One special event Diane insisted on lining up for was an appearance by Spider Robinson. I first saw him and Jeanne when they were busking outside Canada Place during Expo 86. They moved to Vancouver not long after where they became regular fixtures at VCON conventions. Alas, Jeanne passed away a number of years ago. Concerned for his health, I was absolutely delighted to learn Spider made it to Worldcon where he sang, read poems dedicated to Jeanne, and answered questions. I am very happy about this. He’s a great guy and it’s wonderful to learn he is still interacting with his fans at a venue as large as a Worldcon. Reading about this made my day.
N.M. Billon: Writing for the Apocalypse – interview by Roberta Laurie.

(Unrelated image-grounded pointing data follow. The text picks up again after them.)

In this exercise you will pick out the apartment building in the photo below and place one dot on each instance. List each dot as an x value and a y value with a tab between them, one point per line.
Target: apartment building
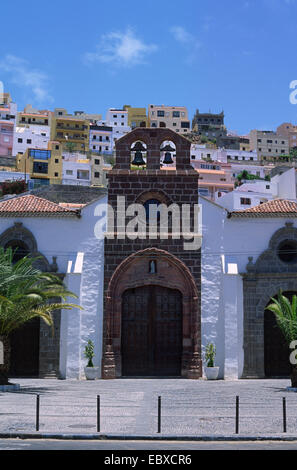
30	136
289	131
8	112
101	139
44	166
71	132
30	117
92	118
137	117
76	171
117	119
172	117
269	145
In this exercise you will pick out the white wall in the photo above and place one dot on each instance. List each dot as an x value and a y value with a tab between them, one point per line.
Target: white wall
80	255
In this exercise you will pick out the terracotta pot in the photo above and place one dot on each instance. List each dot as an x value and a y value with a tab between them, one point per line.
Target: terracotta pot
211	372
91	373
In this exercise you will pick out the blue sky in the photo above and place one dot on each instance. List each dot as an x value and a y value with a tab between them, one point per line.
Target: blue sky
236	55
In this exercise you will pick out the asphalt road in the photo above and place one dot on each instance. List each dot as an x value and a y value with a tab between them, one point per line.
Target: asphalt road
48	445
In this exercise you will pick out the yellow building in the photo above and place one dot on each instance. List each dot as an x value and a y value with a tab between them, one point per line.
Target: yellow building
43	165
99	171
136	116
71	132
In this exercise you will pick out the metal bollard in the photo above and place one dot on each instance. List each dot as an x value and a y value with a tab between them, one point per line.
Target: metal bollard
37	412
237	416
284	415
159	414
98	413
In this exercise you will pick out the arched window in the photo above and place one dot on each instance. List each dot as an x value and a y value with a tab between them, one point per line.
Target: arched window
287	251
19	248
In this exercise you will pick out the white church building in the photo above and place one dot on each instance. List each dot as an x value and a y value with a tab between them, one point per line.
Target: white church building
246	258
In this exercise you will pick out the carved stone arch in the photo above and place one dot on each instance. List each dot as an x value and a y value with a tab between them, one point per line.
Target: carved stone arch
153	139
287	232
263	280
160	194
171	273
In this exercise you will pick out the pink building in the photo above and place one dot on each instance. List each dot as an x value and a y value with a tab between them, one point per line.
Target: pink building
8	112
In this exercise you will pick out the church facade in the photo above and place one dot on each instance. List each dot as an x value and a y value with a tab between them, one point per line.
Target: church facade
149	305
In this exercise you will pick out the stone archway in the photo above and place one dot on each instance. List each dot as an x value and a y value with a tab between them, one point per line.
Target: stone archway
170	273
262	281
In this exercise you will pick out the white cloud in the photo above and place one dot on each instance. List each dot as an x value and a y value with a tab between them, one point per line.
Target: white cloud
181	35
120	48
188	41
22	75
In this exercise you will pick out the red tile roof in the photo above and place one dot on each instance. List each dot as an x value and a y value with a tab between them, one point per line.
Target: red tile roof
273	208
30	205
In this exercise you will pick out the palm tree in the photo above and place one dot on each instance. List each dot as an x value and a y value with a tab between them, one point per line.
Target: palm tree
286	318
25	293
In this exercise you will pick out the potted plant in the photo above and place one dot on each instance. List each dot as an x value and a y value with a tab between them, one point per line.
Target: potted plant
211	371
91	371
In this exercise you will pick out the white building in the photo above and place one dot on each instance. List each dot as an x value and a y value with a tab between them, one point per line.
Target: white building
65	242
255	192
101	139
245	261
76	170
30	136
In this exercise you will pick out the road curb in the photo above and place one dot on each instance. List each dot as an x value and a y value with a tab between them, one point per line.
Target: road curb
133	437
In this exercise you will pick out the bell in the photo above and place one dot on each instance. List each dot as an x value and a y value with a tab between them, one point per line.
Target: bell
167	148
138	147
138	160
167	159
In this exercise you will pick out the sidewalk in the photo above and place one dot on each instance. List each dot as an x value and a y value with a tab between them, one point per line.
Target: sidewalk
191	410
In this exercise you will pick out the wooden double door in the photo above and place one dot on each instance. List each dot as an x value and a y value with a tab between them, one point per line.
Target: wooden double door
151	332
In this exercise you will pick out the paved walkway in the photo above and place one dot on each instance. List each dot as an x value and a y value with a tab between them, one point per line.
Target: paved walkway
129	407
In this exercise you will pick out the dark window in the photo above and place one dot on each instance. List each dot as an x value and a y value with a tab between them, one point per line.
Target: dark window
287	251
40	167
185	124
245	201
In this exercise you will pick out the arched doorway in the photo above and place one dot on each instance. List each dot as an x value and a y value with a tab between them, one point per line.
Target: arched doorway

A fascinating interview because the author experienced a different, perhaps unique path into his profession. Fresh out of University, he helped run a small theatre company. Not unnaturally, he decided to try his hand at writing a play. The Elephant Song fell into the right hands. It was part of the 2004 Stratford Theatre (in Canada) season. It was subsequently made into a movie for which he received the 2015 Canadian Screen Award for Best Adapted Screenplay. Not a bad start to a writing career I’d say.
Now he’s experimenting with short stories. He likes SF because that’s what he mostly read growing up. He especially likes the challenge short fiction offers because the writing technique required is very different from stage or screen writing. Judging from the quality of L’Orangerie, he is meeting the challenge. You should definitely keep an eye out for further tales by N.M. Billon!
The Art of James Beveridge
A very nice selection of excellent art. You already know how good he is because he did the cover you saw at the top of this column.
Bot and Comic – by Lynne Taylor Fahnestalk
Both great examples of Lynne’s wonderful sense of humour.
The usual highly entertaining mix of SF and Fantasy, some of it dark, some of it light and spritely. On Spec is a mainstay of Canadian Speculative Fiction. A very necessary institution. Can’t go wrong when you grab a copy of On Spec. Guaranteed good reading. Quality stuff.
Check it out at: < On Spec issue 112 >
P.S. The Writers Union of Canada recently drew attention to “reports that indicate a 50% drop in sales for Canadian-authored books, a 20% drop in the borrowing of Canadian books from libraries, and a 78% income decline for Canadian authors over the last two decades.”
I certainly hope my reviews haven’t contributed to this unexpected trend! Would hate to be the final straw.
I cling to my assumption that my reviews contribute in some small way to the survival of Canadian genre fiction. Better yet, let’s get a revival going. Lot’s of great Canadian writers out there. They deserve more readers! Lots more!